Translate image by vec (in pixels)
"""
u = ((vec[0]+image.shape[0]/2) % image.shape[0]) - image.shape[0]/2
v = ((vec[1]+image.shape[1]/2) % image.shape[1]) - image.shape[1]/2
f_x, f_y = mgrid[-1:1:1j*image.shape[0], -1:1:1j*image.shape[1]]
trans = numpy.exp(-1j*numpy.pi*(u*f_x + v*f_y))
return FTfilter(image, trans)
def occlude(image, mask):
# combine in oclusive mode
return numpy.max(numpy.dstack((image, mask)), axis=2)

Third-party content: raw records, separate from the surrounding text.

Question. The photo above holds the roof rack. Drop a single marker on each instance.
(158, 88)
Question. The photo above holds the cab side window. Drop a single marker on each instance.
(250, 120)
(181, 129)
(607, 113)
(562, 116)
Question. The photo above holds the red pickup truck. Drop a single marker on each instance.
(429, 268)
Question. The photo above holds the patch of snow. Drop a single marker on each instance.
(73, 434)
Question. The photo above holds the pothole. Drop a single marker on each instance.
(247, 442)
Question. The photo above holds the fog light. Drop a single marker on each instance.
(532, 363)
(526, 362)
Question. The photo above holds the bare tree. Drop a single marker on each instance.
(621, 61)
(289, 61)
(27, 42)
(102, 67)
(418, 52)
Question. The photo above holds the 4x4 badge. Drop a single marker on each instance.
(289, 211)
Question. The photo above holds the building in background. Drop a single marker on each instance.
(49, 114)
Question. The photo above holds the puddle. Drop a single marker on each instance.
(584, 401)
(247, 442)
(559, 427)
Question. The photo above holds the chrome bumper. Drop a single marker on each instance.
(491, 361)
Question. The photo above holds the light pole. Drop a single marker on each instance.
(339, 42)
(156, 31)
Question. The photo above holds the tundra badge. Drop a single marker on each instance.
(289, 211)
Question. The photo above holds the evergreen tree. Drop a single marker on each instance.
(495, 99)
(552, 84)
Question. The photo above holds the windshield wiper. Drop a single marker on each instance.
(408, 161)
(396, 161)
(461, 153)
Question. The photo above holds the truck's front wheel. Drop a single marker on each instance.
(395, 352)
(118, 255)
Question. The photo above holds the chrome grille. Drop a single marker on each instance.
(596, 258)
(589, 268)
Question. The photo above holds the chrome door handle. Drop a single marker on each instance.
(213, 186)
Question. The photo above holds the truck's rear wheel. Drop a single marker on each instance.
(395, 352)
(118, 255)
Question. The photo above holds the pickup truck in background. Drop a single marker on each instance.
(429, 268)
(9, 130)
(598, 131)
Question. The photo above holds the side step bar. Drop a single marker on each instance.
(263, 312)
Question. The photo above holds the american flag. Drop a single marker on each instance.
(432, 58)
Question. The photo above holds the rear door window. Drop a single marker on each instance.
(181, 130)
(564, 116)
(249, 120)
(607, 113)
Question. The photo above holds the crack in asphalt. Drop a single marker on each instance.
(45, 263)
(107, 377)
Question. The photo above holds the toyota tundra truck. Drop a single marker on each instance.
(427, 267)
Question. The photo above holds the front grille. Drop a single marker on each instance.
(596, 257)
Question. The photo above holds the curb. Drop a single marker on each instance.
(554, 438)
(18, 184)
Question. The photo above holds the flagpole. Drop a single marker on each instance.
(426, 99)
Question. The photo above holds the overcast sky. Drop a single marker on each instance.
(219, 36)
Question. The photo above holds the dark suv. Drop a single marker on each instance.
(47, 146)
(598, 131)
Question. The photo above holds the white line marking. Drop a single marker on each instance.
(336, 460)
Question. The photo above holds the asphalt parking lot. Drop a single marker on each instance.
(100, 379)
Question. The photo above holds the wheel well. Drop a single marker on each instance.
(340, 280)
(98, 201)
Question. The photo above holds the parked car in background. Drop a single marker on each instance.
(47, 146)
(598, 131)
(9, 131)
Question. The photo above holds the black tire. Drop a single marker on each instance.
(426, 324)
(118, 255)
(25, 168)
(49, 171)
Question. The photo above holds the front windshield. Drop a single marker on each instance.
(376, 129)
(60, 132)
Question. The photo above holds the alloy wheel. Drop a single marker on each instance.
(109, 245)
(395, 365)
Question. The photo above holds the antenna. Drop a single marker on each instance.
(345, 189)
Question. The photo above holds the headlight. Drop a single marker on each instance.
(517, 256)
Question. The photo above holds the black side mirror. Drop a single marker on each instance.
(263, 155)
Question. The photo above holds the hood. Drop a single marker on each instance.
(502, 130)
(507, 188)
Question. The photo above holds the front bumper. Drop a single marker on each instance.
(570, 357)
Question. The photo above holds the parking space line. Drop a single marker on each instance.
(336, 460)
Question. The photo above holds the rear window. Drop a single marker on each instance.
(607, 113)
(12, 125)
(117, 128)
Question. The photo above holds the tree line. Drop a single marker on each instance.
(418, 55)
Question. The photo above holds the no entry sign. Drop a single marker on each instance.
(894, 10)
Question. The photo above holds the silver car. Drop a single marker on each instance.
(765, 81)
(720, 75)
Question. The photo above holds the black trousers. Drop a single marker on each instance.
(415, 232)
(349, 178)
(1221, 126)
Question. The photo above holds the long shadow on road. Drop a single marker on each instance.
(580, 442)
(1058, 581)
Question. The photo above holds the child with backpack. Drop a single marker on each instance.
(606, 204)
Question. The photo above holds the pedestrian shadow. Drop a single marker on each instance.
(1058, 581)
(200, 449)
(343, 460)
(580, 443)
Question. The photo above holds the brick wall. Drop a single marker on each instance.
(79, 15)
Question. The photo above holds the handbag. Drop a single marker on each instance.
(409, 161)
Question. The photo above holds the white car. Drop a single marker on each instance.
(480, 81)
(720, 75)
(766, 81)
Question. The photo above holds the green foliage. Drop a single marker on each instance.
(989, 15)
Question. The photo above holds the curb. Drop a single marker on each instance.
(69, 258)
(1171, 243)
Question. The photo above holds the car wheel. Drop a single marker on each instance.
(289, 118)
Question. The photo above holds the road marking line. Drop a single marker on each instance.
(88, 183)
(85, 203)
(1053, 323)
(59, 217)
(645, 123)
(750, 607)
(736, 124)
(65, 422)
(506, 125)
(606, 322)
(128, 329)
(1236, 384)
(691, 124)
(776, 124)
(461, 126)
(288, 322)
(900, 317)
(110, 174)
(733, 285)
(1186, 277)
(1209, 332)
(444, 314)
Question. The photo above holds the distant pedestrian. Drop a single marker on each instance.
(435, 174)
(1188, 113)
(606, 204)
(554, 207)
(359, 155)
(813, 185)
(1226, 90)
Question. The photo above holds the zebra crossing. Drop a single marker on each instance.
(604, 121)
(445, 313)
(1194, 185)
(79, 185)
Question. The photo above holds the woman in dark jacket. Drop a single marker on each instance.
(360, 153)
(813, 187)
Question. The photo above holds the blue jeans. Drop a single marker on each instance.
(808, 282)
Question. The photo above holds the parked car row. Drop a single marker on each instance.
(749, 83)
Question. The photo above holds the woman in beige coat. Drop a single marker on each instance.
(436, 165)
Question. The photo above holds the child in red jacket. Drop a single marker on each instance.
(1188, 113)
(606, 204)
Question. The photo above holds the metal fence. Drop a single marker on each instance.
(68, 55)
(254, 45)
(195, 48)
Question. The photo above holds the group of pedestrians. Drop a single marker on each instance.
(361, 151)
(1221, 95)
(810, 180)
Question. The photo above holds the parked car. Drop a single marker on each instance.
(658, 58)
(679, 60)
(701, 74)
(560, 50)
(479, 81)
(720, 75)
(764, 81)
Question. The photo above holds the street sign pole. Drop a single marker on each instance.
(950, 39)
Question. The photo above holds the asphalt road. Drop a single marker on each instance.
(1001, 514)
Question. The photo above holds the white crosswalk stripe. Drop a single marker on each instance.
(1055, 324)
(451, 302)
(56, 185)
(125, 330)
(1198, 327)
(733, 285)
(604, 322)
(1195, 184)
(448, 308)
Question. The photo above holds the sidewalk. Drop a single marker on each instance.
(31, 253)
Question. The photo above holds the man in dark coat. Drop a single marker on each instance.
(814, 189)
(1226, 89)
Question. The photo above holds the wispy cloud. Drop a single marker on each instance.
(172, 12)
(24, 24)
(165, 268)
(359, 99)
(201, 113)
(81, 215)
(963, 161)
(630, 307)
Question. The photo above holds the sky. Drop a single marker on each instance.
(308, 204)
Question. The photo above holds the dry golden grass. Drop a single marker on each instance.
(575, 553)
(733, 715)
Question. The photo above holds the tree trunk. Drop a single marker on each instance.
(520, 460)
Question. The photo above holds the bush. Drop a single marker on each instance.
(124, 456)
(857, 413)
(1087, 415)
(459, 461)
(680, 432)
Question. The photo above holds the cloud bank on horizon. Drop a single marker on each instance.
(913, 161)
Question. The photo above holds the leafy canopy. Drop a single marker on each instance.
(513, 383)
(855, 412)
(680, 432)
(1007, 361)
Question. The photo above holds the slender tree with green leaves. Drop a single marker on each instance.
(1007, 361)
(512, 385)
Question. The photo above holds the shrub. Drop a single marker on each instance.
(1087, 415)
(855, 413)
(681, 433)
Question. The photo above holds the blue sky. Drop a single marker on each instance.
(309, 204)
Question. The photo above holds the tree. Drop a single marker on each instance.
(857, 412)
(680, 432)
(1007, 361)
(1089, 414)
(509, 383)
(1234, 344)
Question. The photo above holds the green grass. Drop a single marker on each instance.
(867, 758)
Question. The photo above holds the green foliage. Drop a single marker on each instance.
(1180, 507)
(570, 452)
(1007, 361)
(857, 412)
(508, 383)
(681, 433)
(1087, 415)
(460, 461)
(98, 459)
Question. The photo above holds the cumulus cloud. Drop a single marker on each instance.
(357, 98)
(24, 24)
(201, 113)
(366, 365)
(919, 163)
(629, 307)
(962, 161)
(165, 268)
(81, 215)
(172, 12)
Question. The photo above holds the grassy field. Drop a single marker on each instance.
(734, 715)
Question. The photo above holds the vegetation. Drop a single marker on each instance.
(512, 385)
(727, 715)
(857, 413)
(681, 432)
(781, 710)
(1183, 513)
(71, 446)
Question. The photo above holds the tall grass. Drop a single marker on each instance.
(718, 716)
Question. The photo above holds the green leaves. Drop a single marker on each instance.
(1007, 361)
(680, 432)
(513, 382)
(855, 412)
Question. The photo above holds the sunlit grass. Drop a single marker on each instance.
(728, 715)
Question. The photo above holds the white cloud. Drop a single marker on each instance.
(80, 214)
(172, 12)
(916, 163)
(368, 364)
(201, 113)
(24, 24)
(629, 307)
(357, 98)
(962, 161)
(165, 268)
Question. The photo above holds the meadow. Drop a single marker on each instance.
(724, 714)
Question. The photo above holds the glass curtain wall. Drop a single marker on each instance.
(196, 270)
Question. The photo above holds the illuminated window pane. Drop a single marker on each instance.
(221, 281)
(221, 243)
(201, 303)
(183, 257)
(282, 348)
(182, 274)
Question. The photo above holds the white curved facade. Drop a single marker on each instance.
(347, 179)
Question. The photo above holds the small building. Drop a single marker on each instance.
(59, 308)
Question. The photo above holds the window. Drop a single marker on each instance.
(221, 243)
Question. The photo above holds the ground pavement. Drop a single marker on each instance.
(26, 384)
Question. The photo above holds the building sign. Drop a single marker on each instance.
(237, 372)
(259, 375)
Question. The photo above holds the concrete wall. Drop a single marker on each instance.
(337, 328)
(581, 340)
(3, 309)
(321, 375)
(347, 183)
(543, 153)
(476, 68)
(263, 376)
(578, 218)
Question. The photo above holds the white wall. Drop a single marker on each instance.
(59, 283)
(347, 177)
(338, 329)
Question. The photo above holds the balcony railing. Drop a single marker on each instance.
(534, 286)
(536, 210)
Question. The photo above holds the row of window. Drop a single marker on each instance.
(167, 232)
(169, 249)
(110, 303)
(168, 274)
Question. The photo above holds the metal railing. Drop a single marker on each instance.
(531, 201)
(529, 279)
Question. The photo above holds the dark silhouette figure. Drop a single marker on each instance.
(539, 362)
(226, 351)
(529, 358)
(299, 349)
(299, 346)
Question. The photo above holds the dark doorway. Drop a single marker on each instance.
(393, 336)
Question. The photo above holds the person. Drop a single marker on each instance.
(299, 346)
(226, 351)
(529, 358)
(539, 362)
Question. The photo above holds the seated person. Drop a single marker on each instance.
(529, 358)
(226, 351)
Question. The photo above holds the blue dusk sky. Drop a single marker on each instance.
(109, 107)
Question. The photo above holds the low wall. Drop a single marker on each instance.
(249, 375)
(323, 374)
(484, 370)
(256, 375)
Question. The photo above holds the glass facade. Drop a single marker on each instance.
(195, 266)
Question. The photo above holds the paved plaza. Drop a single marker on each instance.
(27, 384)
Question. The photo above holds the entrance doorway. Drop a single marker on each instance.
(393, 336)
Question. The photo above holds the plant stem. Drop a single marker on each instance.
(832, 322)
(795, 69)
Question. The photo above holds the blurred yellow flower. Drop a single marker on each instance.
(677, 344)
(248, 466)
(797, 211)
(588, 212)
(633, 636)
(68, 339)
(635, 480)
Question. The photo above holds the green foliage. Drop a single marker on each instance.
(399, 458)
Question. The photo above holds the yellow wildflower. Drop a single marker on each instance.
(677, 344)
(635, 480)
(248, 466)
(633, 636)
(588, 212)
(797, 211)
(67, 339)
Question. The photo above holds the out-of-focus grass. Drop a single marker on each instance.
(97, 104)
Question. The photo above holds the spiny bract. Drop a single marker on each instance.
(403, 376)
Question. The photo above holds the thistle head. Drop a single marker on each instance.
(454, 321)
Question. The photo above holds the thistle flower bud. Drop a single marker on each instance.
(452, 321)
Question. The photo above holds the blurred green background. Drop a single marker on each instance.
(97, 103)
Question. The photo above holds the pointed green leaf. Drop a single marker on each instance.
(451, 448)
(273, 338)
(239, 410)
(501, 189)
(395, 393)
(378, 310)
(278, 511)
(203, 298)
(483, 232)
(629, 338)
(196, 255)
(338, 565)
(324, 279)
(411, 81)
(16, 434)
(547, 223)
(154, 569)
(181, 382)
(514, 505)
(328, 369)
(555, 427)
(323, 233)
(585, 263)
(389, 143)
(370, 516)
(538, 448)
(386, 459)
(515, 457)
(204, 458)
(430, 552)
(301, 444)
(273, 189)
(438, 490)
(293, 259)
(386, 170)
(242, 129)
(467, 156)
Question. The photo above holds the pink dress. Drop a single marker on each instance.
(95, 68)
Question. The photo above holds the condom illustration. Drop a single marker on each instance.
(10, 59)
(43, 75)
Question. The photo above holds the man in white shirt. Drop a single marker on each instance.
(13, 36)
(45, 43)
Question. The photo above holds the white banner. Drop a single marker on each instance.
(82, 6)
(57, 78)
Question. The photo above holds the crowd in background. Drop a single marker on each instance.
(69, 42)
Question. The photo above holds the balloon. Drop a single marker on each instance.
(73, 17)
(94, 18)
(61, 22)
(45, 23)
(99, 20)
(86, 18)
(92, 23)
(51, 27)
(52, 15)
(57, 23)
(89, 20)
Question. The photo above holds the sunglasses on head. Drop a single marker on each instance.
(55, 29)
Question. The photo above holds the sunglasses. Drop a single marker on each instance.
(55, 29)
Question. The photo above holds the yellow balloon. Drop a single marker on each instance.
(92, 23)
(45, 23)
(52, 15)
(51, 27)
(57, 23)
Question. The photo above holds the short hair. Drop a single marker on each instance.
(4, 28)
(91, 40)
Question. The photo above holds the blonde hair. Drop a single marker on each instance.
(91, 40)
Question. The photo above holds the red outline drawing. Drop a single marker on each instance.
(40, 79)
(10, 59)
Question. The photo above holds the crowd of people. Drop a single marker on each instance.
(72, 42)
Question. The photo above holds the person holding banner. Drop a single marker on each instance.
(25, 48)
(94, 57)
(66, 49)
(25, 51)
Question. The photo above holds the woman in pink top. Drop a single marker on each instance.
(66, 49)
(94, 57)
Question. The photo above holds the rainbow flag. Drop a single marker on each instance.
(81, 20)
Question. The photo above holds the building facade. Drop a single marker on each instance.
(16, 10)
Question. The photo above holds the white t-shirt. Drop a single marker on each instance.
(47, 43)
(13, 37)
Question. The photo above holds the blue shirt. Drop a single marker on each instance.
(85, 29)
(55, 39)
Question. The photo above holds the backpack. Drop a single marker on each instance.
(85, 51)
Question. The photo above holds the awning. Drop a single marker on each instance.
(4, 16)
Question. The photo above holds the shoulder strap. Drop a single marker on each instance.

if __name__ == '__main__':
Image = numpy.random.rand(100, 100)
X, Y = mgrid[-1:1:1j*Image.shape[0], -1:1:1j*Image.shape[1]]
brush = X**2 + Y**2 < .05 # relative size of the brush
# shows the brush
pylab.imshow(brush)
# move it to some other position / use a threshold to avoid ringing
brushed = translate(brush, [20, -10.51]) > .6
pylab.imshow(brushed)
pylab.imshow(occlude(Image, brushed))
more_strokes = [[40, -15.1], [-40, -15.1], [-25, 15.1], [20, 10], [0, -10], [25, -10.51]]
for stroke in more_strokes:
brushed = brushed + translate(brush, stroke) > .6
pylab.imshow(occlude(Image, brushed))
OpenCV uses numpy arrays and has basic drawing functions: circles, elipses, polylines...
To draw a line you can call
cv.line(array,previous_point,new_point,colour,thickness=x)
each time you get a mouse event.
Have you looked into Tkinter?
Python Image Library may be some help too.